Shai Gilgeous-Alexander’s lawyers sent a cease-and-desist to a fantasy sports app over a parody board game that maybe a few thousand people had heard of, and in doing so turned it into a national story. This is what is known as a bad legal strategy.

The game was called “Unethical Hoops” — a knockoff of Operation where players use tweezers to remove basketballs from an SGA-lookalike cartoon figure, and the buzzer fires every time the character gets “fouled.” The categories are push-off, lean-in, and rip-through. Dillon Brooks starred in the promo video and introduced himself as “The Villain.” Underdog Fantasy made 100 copies and planned to give them away. It was a joke. A dumb, funny, pointed joke — but a joke.

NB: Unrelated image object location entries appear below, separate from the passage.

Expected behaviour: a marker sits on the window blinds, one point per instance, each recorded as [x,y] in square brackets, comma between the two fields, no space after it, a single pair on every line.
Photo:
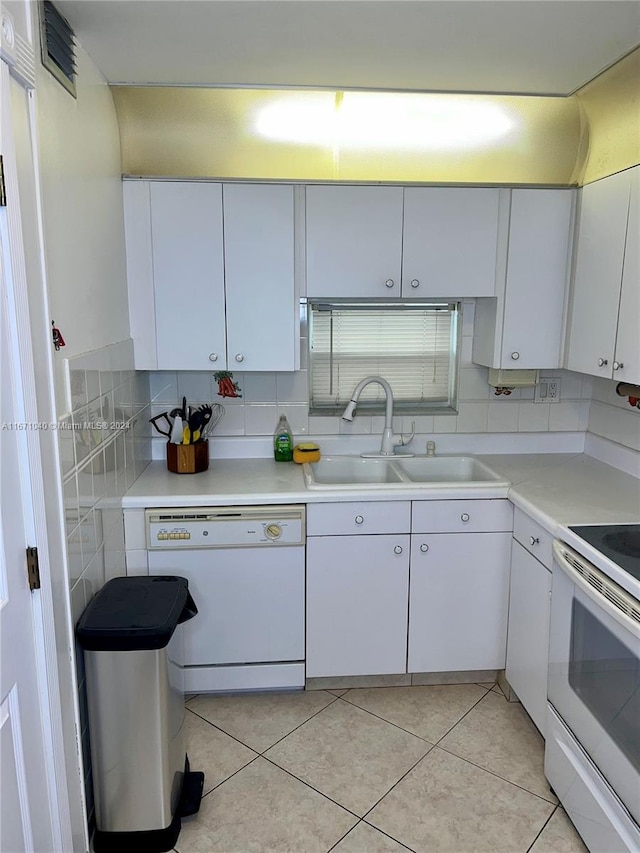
[411,346]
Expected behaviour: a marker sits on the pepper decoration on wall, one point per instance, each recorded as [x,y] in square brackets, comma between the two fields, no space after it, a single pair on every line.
[226,386]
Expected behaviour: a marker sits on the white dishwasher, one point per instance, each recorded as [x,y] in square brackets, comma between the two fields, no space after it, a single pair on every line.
[246,571]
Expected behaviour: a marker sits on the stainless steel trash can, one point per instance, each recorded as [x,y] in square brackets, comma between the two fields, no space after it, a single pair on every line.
[132,642]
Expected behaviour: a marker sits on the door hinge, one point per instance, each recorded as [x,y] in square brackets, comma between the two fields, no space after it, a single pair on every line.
[33,568]
[3,192]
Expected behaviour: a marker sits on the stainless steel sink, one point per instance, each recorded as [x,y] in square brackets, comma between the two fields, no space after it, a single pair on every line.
[355,472]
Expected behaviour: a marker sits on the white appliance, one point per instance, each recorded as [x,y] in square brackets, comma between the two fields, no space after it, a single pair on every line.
[592,751]
[246,569]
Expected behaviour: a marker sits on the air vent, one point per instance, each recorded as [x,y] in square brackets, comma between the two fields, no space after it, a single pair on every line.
[57,41]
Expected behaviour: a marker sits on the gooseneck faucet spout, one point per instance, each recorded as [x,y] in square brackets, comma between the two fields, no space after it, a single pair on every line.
[388,437]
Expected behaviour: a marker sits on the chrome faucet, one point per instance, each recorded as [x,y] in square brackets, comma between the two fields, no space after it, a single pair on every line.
[389,439]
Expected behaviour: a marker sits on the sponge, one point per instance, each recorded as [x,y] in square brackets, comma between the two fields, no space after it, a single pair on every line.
[307,452]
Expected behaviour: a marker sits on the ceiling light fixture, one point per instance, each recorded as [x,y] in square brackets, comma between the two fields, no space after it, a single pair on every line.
[385,120]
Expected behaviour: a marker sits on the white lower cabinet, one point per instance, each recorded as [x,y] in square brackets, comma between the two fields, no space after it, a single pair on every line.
[458,601]
[376,591]
[357,589]
[529,611]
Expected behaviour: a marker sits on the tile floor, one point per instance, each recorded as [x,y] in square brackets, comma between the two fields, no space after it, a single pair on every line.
[443,769]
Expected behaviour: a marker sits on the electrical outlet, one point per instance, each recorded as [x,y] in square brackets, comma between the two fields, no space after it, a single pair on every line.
[547,390]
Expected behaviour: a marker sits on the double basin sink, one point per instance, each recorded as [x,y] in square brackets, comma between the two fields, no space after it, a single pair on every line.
[397,472]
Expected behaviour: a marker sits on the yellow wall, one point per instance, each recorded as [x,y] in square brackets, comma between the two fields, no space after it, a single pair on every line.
[211,133]
[611,105]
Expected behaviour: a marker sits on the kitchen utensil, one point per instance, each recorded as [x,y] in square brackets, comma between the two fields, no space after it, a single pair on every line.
[162,423]
[177,429]
[217,411]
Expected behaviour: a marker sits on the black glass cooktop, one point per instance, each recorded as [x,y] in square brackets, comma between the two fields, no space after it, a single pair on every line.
[619,542]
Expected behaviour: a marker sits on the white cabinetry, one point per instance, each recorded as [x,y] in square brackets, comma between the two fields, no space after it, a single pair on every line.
[459,586]
[529,611]
[414,242]
[357,587]
[522,328]
[211,276]
[604,325]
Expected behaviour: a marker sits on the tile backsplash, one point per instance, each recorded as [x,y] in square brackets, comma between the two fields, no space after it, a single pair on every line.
[104,446]
[480,410]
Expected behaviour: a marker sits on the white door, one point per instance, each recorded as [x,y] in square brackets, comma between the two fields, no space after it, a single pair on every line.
[354,241]
[450,241]
[602,227]
[626,367]
[263,319]
[25,823]
[188,275]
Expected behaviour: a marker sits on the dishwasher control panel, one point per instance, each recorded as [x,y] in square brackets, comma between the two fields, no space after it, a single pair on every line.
[225,527]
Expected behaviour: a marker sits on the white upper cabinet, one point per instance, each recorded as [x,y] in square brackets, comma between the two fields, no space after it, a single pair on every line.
[211,276]
[416,242]
[263,317]
[522,327]
[450,241]
[188,275]
[605,313]
[354,241]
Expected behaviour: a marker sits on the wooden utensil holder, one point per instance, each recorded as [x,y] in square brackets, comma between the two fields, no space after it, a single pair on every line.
[188,458]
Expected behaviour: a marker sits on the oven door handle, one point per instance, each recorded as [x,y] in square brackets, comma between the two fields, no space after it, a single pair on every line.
[618,606]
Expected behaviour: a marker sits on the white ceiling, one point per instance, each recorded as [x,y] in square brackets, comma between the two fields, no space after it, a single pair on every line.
[508,46]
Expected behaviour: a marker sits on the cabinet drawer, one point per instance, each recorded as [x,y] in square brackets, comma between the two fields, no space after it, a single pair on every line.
[472,516]
[342,519]
[533,537]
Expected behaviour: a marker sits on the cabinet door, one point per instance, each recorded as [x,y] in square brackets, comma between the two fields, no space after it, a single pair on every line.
[450,241]
[602,226]
[357,588]
[458,601]
[626,367]
[539,243]
[528,634]
[188,273]
[354,241]
[263,319]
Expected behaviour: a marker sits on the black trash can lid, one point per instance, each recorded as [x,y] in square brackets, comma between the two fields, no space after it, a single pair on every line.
[134,613]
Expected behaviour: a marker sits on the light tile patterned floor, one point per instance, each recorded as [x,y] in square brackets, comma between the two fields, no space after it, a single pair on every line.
[442,769]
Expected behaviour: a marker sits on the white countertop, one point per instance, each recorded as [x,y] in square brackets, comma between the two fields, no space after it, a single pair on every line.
[554,488]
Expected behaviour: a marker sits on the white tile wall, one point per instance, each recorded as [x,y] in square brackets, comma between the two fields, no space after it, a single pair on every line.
[111,446]
[611,416]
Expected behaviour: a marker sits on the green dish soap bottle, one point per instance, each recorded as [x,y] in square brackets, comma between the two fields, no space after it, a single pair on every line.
[283,441]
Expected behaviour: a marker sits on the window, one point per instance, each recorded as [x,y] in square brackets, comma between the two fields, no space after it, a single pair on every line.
[413,346]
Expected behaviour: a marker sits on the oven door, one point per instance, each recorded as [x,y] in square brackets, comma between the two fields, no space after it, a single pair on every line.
[594,670]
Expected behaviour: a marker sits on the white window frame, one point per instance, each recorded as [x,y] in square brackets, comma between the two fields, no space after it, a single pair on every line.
[372,401]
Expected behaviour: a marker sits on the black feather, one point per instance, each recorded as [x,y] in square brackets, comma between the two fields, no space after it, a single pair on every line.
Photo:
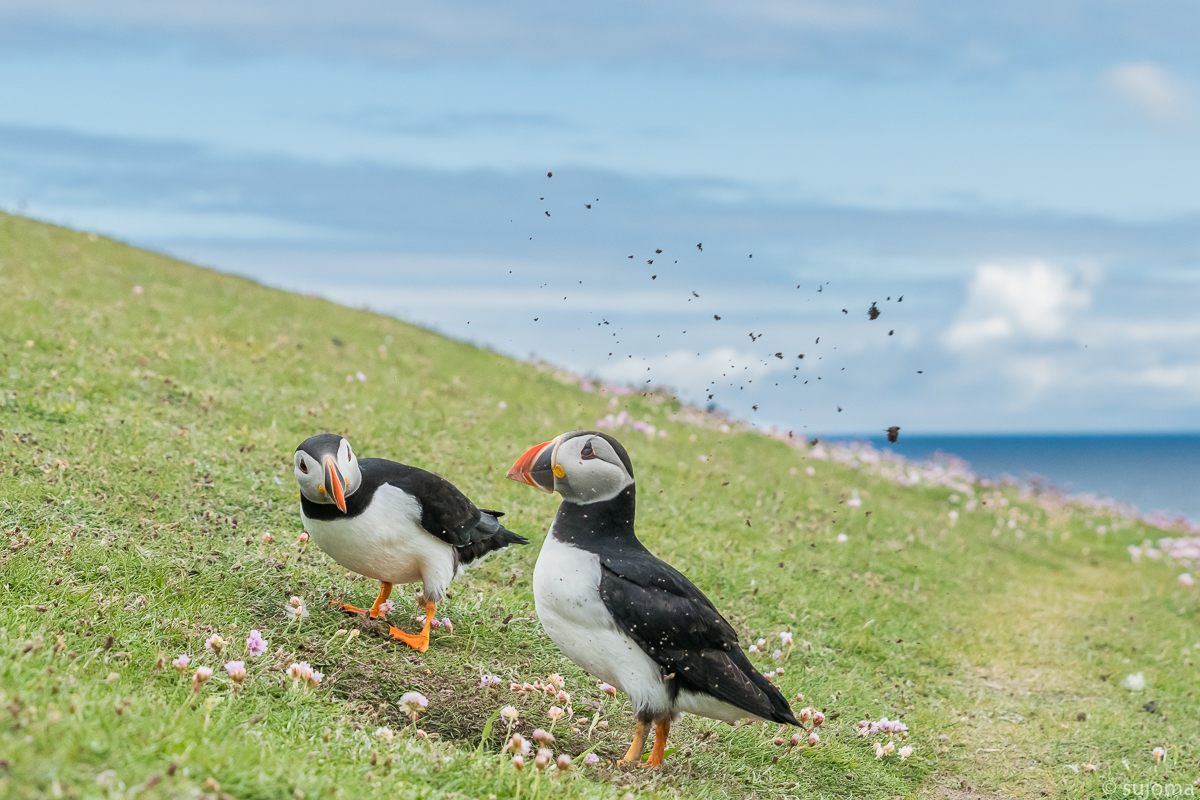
[445,511]
[665,613]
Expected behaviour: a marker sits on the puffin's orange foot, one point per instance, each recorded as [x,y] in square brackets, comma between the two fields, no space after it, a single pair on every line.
[661,731]
[348,609]
[419,642]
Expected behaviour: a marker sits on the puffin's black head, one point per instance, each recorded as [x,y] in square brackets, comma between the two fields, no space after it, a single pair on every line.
[582,465]
[327,469]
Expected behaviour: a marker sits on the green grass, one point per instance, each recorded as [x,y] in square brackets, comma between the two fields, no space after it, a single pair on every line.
[147,447]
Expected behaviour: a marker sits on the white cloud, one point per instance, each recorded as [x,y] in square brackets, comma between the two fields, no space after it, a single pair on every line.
[689,370]
[1151,89]
[1017,301]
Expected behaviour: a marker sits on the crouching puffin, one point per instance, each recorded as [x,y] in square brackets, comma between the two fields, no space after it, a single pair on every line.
[624,615]
[391,522]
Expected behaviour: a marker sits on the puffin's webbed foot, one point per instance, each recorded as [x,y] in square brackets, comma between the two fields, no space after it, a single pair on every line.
[634,755]
[419,642]
[660,744]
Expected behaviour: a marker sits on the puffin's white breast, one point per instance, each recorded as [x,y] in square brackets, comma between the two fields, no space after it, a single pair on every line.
[567,591]
[387,542]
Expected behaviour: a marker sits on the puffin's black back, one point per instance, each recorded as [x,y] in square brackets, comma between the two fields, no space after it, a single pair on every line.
[665,613]
[445,511]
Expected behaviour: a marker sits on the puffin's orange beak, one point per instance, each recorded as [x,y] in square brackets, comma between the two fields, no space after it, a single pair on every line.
[535,468]
[335,485]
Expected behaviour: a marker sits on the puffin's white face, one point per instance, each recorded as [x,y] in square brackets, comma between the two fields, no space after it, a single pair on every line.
[328,470]
[587,469]
[582,467]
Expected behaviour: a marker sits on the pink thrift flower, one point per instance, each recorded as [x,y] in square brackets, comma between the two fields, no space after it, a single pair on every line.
[301,671]
[201,678]
[413,703]
[256,644]
[237,671]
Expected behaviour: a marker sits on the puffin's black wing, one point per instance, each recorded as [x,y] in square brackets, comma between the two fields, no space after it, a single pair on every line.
[445,511]
[683,632]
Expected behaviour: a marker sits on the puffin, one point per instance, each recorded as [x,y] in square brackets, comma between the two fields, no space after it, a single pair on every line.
[391,522]
[625,615]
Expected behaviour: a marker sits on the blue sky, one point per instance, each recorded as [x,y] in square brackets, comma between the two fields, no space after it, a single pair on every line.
[1024,175]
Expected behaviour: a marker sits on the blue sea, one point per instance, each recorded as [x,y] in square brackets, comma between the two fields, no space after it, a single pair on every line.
[1155,473]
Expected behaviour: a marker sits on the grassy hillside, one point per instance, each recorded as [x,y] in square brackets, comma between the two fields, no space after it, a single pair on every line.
[147,449]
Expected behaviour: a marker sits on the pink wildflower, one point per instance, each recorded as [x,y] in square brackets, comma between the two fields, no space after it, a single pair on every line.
[201,678]
[237,671]
[256,644]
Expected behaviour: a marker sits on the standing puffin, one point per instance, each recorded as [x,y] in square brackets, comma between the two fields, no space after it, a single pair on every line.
[623,614]
[391,522]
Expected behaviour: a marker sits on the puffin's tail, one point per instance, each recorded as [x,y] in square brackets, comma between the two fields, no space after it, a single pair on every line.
[491,536]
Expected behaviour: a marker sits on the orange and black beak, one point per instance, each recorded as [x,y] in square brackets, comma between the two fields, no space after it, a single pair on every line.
[335,485]
[537,467]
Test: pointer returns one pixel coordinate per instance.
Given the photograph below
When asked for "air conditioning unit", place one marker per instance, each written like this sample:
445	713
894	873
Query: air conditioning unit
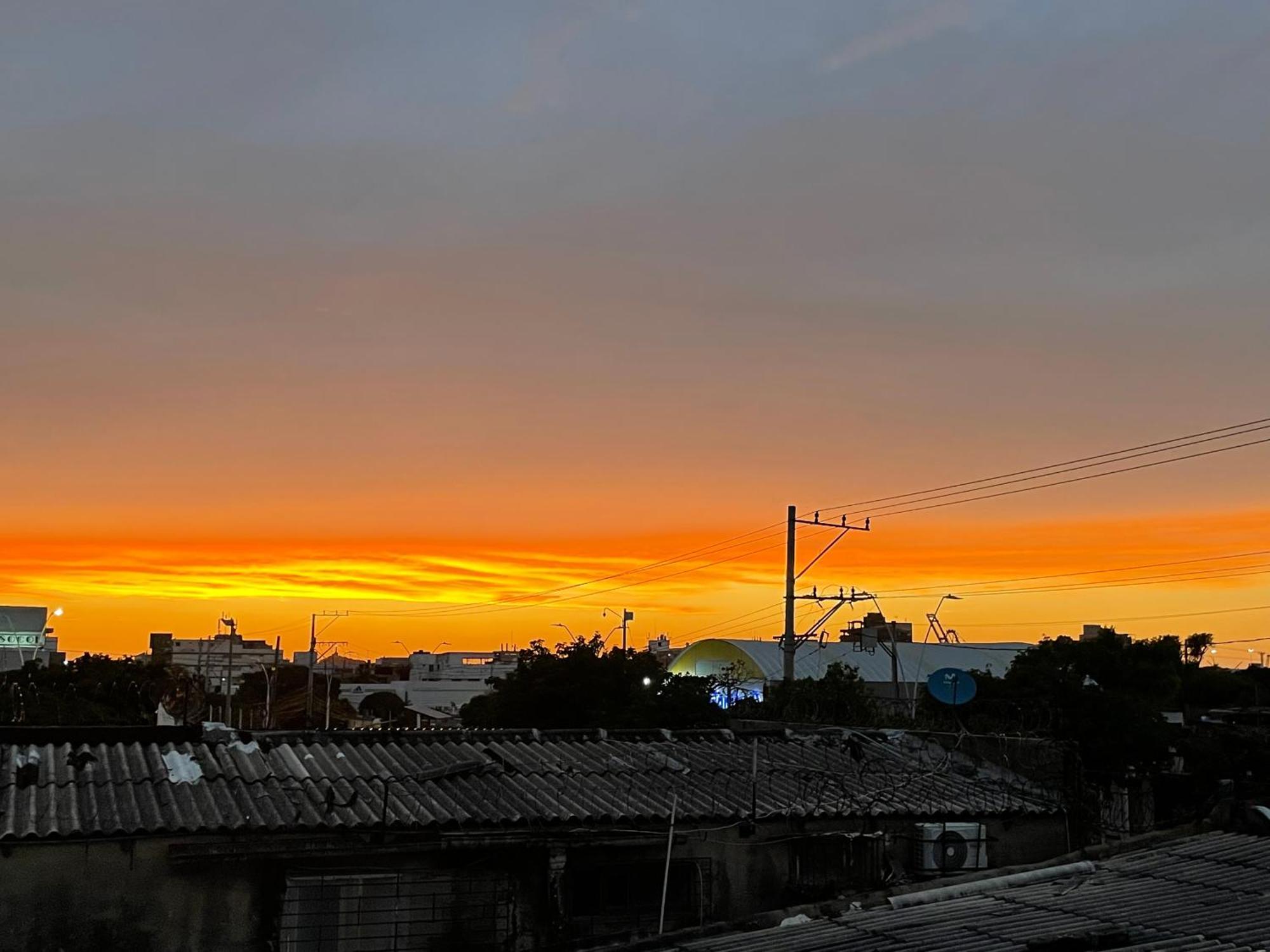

On May 22, SGA’s attorney Eric Fishman of ArentFox Schiff LLP sent the cease-and-desist. The demands: permanently remove all use of SGA’s NIL from every platform, take down the Unethical Hoops website, and — this is the part that really needed to stay quiet — destroy all 100 physical copies of the board game. Every single one.

Underdog’s response to the SGA Underdog Fantasy cease and desist 2026 letter was to publicly laugh it off. Their statement, per Front Office Sports: “We’ve poked fun at Knicks and Lakers fans, the Red Sox owners, the Mets and more. We like to have some fun with whatever is in the sports fan zeitgeist.” They did not remove the website. They did not destroy the games. They just kept going.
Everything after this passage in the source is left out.